# 3" vtr



## Keystone (Mar 27, 2014)

In the 2003 or 2006 IRC, was it required to have one 3" vent? I know there was a requirement just can't figure if it was code or local ordinance during that time.


----------



## docgj (Mar 27, 2014)

2006 IRC section P3103.2. I think is what you are looking for. The 3 inch is required through the roof for frost protection at a design temp of 0 deg F.


----------



## Keystone (Mar 28, 2014)

no 3103.2 has been there.

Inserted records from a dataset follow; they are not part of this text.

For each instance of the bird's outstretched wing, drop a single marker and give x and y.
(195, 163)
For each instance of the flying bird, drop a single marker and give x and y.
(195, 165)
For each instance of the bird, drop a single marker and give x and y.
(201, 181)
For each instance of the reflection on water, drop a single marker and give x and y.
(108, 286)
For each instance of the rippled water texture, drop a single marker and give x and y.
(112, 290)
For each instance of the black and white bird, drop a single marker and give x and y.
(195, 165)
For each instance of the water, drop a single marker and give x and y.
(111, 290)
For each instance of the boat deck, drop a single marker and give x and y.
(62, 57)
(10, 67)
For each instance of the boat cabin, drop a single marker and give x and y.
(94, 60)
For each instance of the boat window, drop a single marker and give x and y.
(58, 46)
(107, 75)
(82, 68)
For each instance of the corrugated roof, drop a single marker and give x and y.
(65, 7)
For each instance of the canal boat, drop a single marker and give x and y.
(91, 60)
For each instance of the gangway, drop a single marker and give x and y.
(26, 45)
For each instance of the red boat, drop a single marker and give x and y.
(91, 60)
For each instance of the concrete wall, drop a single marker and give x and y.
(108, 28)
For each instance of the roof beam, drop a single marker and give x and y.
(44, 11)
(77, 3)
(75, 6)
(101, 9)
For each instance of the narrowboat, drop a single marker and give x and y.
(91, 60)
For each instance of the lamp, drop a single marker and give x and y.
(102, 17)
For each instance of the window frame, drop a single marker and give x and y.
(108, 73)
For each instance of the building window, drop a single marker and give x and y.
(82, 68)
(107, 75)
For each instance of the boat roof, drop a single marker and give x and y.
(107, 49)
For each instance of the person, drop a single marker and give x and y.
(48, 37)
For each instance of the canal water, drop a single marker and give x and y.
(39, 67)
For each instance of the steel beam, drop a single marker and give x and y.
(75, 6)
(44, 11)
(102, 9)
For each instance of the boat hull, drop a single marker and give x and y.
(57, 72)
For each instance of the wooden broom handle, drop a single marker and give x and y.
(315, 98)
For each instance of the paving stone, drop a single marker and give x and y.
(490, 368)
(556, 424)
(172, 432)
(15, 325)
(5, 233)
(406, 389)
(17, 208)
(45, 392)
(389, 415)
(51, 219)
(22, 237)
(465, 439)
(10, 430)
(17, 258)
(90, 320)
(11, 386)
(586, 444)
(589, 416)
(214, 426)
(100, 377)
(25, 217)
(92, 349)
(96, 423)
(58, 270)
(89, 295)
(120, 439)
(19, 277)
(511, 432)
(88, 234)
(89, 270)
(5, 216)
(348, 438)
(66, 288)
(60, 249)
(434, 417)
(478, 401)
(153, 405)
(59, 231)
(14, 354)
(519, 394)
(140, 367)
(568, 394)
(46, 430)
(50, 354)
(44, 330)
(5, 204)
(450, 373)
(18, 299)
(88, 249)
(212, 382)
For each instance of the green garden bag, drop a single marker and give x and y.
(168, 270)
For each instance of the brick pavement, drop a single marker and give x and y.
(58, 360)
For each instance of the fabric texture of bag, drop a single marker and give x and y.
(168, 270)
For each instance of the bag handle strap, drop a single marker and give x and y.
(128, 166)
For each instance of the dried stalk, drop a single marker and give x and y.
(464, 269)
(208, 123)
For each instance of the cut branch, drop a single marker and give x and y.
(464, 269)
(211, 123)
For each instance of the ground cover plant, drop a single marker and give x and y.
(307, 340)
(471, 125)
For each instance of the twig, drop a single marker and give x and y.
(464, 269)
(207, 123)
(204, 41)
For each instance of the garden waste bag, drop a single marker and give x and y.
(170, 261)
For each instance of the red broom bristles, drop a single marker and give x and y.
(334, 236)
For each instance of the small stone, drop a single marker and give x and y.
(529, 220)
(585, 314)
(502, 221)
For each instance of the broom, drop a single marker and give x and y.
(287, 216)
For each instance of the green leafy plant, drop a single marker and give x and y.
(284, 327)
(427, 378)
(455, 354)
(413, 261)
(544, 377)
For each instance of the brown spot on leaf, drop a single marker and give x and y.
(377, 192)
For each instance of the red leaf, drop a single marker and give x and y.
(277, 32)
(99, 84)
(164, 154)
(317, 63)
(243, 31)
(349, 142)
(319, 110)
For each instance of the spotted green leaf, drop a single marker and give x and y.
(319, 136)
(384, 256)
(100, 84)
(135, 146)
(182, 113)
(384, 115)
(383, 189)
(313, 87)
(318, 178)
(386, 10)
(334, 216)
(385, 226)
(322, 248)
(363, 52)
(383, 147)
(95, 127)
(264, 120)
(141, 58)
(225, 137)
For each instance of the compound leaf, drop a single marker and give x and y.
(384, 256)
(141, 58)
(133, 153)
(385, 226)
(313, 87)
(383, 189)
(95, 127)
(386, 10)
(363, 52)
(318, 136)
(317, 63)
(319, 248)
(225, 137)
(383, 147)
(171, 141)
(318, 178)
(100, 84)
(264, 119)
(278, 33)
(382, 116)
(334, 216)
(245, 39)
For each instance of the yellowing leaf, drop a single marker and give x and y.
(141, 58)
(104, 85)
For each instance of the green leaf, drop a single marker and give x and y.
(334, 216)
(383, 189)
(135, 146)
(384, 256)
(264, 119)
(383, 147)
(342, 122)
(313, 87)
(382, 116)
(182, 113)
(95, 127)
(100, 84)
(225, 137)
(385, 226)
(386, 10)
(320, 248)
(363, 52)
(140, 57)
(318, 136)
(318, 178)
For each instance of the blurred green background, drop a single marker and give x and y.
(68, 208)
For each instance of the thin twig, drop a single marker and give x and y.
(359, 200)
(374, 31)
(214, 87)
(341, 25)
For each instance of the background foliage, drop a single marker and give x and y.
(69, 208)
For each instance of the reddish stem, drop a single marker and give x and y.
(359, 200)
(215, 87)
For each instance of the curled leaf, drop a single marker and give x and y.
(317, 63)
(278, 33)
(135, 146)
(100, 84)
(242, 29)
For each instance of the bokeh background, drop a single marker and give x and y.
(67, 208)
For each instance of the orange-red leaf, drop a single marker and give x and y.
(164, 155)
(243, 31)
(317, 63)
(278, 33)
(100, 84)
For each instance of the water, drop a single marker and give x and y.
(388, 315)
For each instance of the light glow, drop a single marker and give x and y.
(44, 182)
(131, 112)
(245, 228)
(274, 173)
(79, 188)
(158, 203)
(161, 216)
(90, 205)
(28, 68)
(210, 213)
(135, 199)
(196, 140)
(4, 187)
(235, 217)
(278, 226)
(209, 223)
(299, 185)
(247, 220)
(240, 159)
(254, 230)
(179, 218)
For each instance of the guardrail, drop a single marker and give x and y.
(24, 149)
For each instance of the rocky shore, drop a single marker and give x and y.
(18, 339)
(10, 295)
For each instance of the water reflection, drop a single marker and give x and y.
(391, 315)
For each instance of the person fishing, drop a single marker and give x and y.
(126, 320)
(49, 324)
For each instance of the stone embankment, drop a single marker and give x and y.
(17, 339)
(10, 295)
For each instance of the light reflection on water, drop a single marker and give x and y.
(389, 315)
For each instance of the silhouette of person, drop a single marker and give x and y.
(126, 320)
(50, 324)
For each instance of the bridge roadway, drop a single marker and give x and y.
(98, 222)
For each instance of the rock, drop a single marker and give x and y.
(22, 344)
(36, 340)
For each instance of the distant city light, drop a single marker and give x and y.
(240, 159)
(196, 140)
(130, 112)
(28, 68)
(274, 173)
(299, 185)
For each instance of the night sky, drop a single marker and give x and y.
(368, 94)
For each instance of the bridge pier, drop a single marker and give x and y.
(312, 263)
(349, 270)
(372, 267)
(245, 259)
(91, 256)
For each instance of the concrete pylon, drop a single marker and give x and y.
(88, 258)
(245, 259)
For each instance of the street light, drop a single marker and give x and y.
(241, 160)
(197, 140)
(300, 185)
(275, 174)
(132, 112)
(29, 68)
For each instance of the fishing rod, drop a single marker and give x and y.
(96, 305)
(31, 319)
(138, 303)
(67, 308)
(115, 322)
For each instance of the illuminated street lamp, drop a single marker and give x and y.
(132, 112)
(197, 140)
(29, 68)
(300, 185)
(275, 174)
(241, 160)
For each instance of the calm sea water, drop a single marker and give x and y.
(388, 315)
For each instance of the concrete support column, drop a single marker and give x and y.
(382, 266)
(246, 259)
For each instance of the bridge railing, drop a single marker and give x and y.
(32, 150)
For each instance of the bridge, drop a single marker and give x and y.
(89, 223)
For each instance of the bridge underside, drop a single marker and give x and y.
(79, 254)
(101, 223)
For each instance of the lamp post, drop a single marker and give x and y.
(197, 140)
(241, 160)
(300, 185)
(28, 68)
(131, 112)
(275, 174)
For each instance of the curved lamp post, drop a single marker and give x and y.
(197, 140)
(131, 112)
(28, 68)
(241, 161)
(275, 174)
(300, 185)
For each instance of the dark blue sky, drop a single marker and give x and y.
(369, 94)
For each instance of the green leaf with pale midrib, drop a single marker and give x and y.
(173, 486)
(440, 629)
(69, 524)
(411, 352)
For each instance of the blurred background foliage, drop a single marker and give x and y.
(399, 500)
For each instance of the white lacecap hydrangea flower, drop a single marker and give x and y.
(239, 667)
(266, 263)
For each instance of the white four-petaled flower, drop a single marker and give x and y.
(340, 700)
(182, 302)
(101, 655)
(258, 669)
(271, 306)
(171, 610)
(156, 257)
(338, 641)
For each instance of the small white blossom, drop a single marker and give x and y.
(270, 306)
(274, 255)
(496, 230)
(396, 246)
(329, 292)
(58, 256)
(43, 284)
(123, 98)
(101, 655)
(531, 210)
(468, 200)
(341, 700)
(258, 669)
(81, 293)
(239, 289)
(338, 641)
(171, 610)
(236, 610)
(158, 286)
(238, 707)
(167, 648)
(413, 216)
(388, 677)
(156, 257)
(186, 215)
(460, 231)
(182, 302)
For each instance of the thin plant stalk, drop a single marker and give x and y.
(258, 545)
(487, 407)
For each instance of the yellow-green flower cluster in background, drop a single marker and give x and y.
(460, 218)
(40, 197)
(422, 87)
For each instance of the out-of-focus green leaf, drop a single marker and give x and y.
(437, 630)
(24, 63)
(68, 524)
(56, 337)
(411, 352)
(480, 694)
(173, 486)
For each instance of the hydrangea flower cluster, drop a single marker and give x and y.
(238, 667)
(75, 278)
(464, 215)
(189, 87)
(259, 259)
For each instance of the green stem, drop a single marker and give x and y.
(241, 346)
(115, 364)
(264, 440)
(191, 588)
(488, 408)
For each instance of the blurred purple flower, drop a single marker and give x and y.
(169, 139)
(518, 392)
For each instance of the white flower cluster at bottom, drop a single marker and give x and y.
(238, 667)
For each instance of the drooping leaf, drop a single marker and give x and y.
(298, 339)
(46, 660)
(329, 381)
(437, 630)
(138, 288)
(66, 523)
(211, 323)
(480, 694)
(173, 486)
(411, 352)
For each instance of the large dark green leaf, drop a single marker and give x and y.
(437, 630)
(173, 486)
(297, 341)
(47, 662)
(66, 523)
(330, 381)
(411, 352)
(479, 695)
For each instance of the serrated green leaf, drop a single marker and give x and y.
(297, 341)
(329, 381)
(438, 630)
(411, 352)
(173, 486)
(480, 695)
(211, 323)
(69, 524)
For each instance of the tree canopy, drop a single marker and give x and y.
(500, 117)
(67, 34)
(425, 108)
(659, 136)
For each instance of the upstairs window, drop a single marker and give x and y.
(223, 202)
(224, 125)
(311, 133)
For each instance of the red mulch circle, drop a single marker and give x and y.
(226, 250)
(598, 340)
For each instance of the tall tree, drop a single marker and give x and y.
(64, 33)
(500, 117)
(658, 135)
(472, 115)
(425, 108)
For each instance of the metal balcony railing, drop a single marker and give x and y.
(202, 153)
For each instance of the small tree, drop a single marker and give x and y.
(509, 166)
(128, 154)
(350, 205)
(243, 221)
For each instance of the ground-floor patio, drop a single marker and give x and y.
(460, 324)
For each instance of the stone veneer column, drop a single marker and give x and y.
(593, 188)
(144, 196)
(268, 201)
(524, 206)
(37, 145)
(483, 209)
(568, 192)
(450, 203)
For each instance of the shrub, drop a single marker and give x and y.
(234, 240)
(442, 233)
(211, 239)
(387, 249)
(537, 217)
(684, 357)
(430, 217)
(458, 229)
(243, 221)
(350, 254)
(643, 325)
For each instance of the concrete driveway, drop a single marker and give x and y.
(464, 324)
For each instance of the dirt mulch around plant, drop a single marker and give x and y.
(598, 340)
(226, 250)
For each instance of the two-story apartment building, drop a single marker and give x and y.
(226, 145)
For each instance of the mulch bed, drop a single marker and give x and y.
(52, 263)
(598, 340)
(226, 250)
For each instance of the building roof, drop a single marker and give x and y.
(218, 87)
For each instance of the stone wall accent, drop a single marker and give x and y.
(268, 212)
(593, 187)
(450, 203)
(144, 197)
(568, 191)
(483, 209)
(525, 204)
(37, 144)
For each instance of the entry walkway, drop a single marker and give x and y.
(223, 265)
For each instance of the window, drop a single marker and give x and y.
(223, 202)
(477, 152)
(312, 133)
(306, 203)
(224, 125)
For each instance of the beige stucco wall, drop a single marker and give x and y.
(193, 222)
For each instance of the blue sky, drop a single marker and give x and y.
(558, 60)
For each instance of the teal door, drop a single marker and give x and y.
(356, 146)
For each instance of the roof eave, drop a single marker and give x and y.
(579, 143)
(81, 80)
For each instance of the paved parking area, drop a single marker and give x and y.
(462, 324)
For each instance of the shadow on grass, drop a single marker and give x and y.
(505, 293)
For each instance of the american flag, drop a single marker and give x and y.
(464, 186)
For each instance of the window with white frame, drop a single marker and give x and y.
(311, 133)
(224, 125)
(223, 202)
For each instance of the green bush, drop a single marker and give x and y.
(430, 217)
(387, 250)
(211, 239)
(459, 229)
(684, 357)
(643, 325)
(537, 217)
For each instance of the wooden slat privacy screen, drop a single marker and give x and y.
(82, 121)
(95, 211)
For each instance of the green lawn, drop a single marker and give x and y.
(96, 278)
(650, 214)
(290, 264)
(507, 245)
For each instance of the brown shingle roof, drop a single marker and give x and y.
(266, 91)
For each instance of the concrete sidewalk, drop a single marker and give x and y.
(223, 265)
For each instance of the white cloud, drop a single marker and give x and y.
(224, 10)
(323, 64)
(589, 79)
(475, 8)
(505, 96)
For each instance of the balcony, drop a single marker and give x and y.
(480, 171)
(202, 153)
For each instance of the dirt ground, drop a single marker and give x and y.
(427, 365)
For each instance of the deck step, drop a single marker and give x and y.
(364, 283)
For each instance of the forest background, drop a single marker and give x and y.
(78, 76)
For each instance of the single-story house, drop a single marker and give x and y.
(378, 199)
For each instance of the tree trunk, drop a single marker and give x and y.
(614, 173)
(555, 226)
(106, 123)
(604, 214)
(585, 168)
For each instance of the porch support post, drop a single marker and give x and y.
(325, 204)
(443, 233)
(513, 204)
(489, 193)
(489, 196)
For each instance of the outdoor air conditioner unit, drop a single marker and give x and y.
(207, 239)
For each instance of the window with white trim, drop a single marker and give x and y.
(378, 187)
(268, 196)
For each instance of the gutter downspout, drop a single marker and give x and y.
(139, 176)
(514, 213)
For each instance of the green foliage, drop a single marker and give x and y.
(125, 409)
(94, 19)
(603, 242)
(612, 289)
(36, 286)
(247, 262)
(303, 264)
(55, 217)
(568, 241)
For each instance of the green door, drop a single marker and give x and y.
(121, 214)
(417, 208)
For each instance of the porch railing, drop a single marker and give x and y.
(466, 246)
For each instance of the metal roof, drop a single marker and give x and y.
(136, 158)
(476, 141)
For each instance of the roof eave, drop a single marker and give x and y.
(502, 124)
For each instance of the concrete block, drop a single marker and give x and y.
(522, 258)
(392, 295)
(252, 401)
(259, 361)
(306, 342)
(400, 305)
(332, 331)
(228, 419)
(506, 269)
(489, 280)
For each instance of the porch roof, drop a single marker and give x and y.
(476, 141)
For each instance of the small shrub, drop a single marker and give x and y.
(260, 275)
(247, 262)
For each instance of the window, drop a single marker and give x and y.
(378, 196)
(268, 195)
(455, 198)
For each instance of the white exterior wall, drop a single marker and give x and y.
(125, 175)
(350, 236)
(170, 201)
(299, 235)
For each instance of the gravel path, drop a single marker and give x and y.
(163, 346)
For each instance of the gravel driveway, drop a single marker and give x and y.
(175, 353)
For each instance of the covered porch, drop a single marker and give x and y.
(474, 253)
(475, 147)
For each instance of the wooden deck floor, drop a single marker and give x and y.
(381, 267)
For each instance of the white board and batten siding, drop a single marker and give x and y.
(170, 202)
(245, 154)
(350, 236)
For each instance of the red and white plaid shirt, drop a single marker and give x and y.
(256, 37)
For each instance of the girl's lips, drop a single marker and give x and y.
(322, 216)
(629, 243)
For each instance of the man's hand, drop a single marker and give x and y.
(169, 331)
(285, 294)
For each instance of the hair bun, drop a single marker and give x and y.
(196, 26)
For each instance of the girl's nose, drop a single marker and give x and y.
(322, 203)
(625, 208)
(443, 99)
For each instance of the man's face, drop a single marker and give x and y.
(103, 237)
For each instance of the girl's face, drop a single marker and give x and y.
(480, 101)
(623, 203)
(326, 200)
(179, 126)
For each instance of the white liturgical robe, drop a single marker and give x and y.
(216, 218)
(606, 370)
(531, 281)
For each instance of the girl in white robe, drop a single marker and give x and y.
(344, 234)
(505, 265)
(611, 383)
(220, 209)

I should have been more specific, it was for a stack vent and it was an ordinance since thrown out.


----------



## Robert Ellenberg (Mar 28, 2014)

There are several plumbing codes and I believe most of them require one 3" 'vent through the roof.


----------



## fatboy (Mar 28, 2014)

I can't find the section, and maybe it was UPC, but the vent cross-section must be equal to or greater than the building sewer.


----------



## north star (Mar 28, 2014)

*= + = + =*

Regarding Vent Stacks [ from the `06 IRC ]:



*`06 IRC, P3102.3 - Size:*

"The required vent shall be sized in accordance with Section P3113.1 based on the required

size of the building drain."



*`06 IRC, P3113.1 - Size of Vents:*

"The minimum required diameter of individual vents, branch vents, circuit vents, vent stacks

and stack vents shall be at least one-half the required diameter of the drain served........The

required size of the drain shall be determined in accordance with Chapter 30...................Vent

pipes shall be not less than 1¼ inches (32 mm) in diameter.....................Vents exceeding 40

feet (12,192 mm) in developed length shall be increased by one nominal pipe size for the

entire developed length of the vent pipe."



*'06 IRC, P3102.1 - Required Vent Extension:*

"The vent system serving each building drain shall have at least one vent pipe that

extends to the outdoors.*"*

*= + = + =*


----------